He said the energy crisis facing consumer bills was now a “jobs crisis” facing a number of key industries like steel, ceramics, glass and paper making.

“Of course in any appeal for Government help it’s right that the Treasury considers value for money,” Mr McFadden added. “That’s its job. But value for money is not just about the immediate cost of any help given right now. It’s also about the longer-term cost to the country of standing back and allowing these industries to go to the wall.

“What would that mean for our manufacturing capacity, for jobs, for reliance on imports, for lost tax revenues and higher benefit payments? The Treasury has to consider all these things, not just the immediate cost.”

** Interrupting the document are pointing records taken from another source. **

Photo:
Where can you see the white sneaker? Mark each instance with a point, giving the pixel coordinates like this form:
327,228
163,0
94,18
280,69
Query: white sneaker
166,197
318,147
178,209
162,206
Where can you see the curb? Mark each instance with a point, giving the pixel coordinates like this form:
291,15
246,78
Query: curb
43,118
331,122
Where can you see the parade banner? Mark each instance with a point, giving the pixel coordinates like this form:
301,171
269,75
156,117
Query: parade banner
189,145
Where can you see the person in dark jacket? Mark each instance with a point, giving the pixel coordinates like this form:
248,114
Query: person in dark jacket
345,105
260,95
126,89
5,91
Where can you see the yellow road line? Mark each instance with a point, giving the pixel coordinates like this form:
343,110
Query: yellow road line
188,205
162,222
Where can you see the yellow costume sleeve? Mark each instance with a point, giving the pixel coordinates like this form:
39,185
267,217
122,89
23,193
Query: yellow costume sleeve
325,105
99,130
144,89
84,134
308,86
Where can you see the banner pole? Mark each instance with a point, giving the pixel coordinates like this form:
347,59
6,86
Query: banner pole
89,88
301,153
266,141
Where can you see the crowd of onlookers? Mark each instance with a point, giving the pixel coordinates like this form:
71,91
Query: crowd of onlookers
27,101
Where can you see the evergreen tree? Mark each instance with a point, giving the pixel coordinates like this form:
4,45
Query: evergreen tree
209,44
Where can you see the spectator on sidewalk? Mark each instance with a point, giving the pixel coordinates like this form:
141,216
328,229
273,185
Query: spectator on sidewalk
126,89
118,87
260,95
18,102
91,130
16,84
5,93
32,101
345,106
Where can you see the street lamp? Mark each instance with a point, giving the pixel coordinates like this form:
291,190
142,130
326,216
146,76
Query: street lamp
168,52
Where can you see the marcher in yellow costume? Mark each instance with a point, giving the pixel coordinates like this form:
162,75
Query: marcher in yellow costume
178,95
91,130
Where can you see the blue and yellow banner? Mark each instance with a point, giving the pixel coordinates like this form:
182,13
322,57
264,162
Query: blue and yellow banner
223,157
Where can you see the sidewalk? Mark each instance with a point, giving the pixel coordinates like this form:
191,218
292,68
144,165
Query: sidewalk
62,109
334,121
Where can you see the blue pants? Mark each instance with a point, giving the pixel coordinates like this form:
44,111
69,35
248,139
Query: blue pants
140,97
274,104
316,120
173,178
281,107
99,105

Wolverhampton South East MP Pat McFadden

The cost of a proposed package to support the steel industry is believed to be about £50 million – a figure Mr McFadden said was “not a huge sum if it was the difference between saving the UK steel industry or not having one in the future”.

Mr Stace urged the Government to follow the lead of countries such as Portugal and Italy and “alleviate” short term pressures. “Their governments are already investing many billions of euros to help their industries and the UK government has yet done nothing,” he added.

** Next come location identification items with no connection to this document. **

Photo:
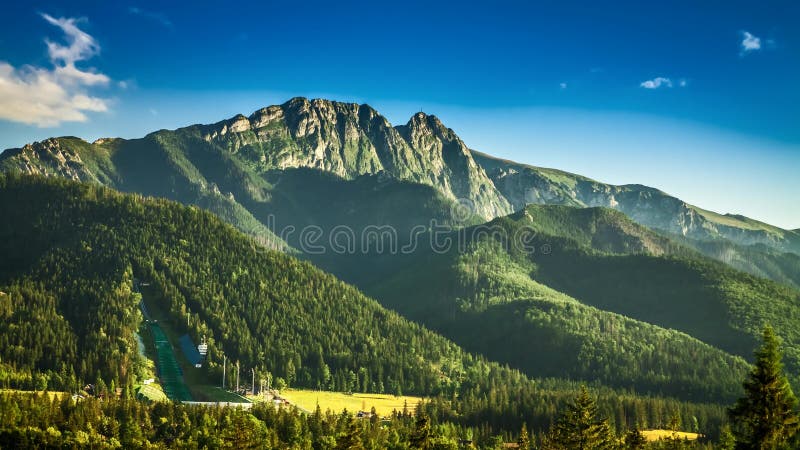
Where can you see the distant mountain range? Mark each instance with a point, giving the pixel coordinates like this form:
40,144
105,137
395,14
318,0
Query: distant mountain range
194,163
621,285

Meanwhile, Adam Scorer, chief executive of National Energy Action, said consumers also desperately needed more protection from rising prices. He said the Government would need to “put some more cash in the pockets of the financially vulnerable households”.

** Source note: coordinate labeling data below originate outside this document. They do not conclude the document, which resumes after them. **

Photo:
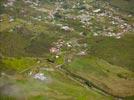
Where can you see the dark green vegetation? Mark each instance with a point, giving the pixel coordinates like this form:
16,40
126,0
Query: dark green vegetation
66,50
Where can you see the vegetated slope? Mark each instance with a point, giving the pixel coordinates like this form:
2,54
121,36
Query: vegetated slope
112,79
59,31
117,52
56,85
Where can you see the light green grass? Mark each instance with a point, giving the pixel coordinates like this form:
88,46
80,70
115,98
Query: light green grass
113,79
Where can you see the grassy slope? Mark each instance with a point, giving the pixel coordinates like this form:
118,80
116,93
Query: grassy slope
115,80
57,87
115,51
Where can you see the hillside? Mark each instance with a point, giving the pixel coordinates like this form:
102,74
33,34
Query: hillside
66,49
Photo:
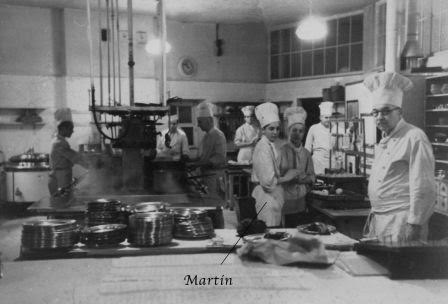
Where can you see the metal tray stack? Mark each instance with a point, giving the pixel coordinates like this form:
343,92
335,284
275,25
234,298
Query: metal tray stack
192,224
104,235
103,211
150,229
49,235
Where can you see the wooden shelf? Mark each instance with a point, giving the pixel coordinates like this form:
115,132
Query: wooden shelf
20,124
445,144
437,95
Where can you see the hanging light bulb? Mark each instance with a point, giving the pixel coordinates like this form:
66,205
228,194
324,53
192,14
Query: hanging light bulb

He added: “At the moment we’ve got some mechanisms which are there to protect consumers – the price cap, certain rebates, other mechanisms, but they’re for a well-functioning, competitive, energy market.

“They’re not fit for the challenge of the cost-of-living crisis that we face at the moment.”

Gas prices have rocketed by 250 per cent this year. Although households are partly shielded from the rise by a price cap, customers are likely to be hit with massive hikes in the spring.